Dez horas. De manhã. A Estação movimentada. O trem dera o primeiro sinal anunciando que em breve iria partir. Antes de embarcar, porém, olhou ao redor. Viu algumas pessoas se despedindo uma das outras. Tristes. Felizes. E ele, de quem iria se despedir? “Adeus”, queria dizer para as coisas que o rodeavam, mas não podia. As coisas eram incomunicáveis. “Adeus”, tentou insistente. Esperou inutilmente – não houve resposta. Deu o último trago no cigarro e logo o jogou ao chão. Amassou-o com a ponta do pé. Mais uma vez o trem apitara – finalmente pegou as malas e embarcou.
Ajeitou-se no assento da cabine e, num suspiro de meia satisfação, encostou a testa no vidro da janela e pôs-se a contemplar deliberadamente a paisagem. As montanhas ora se erguiam agudas e estúpidas ora se desmanchavam num campo cerrado e úmido. As casinhas distantes passavam rápidas, enquanto o trem trepidava insistente. Assim como seus pensamentos, vacilando de repente na incerteza, no medo. No passado. Como num livro envelhecido onde as palavras já estão quase apagadas. Nunca mais!, pensou. Nunca mais voltar... eu fujo. Fechou os olhos. Eu fujo...
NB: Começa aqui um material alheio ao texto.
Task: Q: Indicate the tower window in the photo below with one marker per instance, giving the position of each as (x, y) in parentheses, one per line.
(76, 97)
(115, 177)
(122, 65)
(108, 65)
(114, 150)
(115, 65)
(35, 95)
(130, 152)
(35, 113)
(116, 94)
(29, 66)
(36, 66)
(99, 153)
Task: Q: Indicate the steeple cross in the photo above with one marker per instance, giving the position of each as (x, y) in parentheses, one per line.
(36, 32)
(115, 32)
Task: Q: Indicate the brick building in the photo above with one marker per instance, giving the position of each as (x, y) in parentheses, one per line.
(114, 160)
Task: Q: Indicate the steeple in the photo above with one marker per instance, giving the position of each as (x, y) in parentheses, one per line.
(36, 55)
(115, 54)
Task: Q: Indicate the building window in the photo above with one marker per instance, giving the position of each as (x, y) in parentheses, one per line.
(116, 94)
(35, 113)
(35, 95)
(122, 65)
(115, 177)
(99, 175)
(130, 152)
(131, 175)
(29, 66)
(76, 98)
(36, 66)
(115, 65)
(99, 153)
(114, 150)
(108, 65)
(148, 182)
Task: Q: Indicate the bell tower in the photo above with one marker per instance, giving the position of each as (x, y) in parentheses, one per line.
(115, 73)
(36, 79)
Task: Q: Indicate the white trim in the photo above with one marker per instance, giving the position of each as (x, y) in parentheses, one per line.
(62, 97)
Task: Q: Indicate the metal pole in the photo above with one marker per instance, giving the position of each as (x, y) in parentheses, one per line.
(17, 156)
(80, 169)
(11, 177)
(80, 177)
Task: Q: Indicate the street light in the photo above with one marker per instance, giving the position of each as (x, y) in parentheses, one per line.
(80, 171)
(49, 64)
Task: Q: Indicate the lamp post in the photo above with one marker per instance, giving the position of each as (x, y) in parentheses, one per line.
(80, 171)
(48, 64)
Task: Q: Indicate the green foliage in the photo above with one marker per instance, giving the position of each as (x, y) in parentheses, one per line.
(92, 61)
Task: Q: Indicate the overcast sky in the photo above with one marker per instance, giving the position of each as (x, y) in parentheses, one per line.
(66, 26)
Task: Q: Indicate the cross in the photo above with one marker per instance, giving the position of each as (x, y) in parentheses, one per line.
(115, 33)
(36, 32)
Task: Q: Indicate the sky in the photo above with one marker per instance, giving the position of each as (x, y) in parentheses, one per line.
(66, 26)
Acendeu um cigarro. Não queria pensar em mais nada. Os campos distantes onde as árvores fremiam solitárias; o vento frio arrastando o tempo. O silêncio agitando-se nos trilhos por onde o trem passava. Os ferros retorcidos. A fumaça preta tomando rumo contrário ao caminho seguido. Seria a impressão? A lembrança? Pois de algum vagão fazia música. Uma música de harmonia eriçada, sombria e vagarosa, em pequenas sucessões a pianíssimo. É Bach. De repente eu me apago, o palco fica escuro e vazio, as cortinas se fecham. Fico misterioso – escuto Bach e agora sou o próprio mistério. Enquanto vou fugindo com mágoa, sem ter a certeza da direção certa... deu às últimas tragadas no cigarro.
Apoiou as mãos no colo. Olhou o céu e percebeu que chovia. O vidro embaçava-se de um vapor transparente, gelado. A paisagem do lado de fora ofuscou-se, apenas um borrão cinza pincelado com brusquidão pelo trem
Mas por que me deixaste assim? refletia. Pois me deixastes desamparado, com uma faca atravessada no peito. Eu, que fazia da tua imagem à minha semelhança; do teu sorrio eu fazia a minha felicidade; os teus olhos turvos mas sem lágrimas... e os meus? e agora? Já não há mais sorriso nem dor. No vazio ficou a ausência. Sou uma lacuna em face da verdade. E minha verdade máxima era a vida. Era a tua vida. Olhávamo-nos como cegos; endurecidos. Até que desabrochávamos e nos uníamos em comunhão perfeita. Compreendíamo-nos. Uma palavra tua e as coisas faziam sentido.
Lembro-me de ti em teus momentos sérios, de perplexidade violenta. Teus olhos enviesavam-se esgazeados, irrefletidos. Tua meditação era secreta, profunda. Até que se aproximava com lentidão, como um cachorro abanando o rabo, e tuas palavras saíam sufocadas de um grito desesperado. Mas é que teus olhos fugiam dos meus. Pois eu também temia-os e com a coragem de quem ama é que eu te encarava e finalmente tirávamos nossas máscaras, fadados de nossos disfarces. E na nossa crueza, reconhecíamo-nos.
Mas é que por instantes teus olhos pressentiam minha angústia maior que é a de quem possui mas não sabe o que fazer com aquilo que se tem. Eu, por não saber o que fazer do meu amor e felicidade, entristecia-me friamente. O desânimo mortificava-me. E no teu amparo, eu me confortava. Eu era, pois. E havia aleluia
Lentamente o trem estacionou na plataforma da Estação. Desceu sem amparo, com uma ferida no peito. Uma leve tontura o abateu. A solidão. O frio enlevando o corpo. O que iria fazer de si? Não sabia. De longe, no alto de um muro, viu um gato preto que, num pulo macio, saltou até o chão molhado. Lambeu as patas. E foi embora. A ele também faltava dar “o pulo”. Atravessar o abismo. E com a cabeça erguida, atravessar a escuridão. Mas à noite, porém, apagaria num sopro a flama do passado.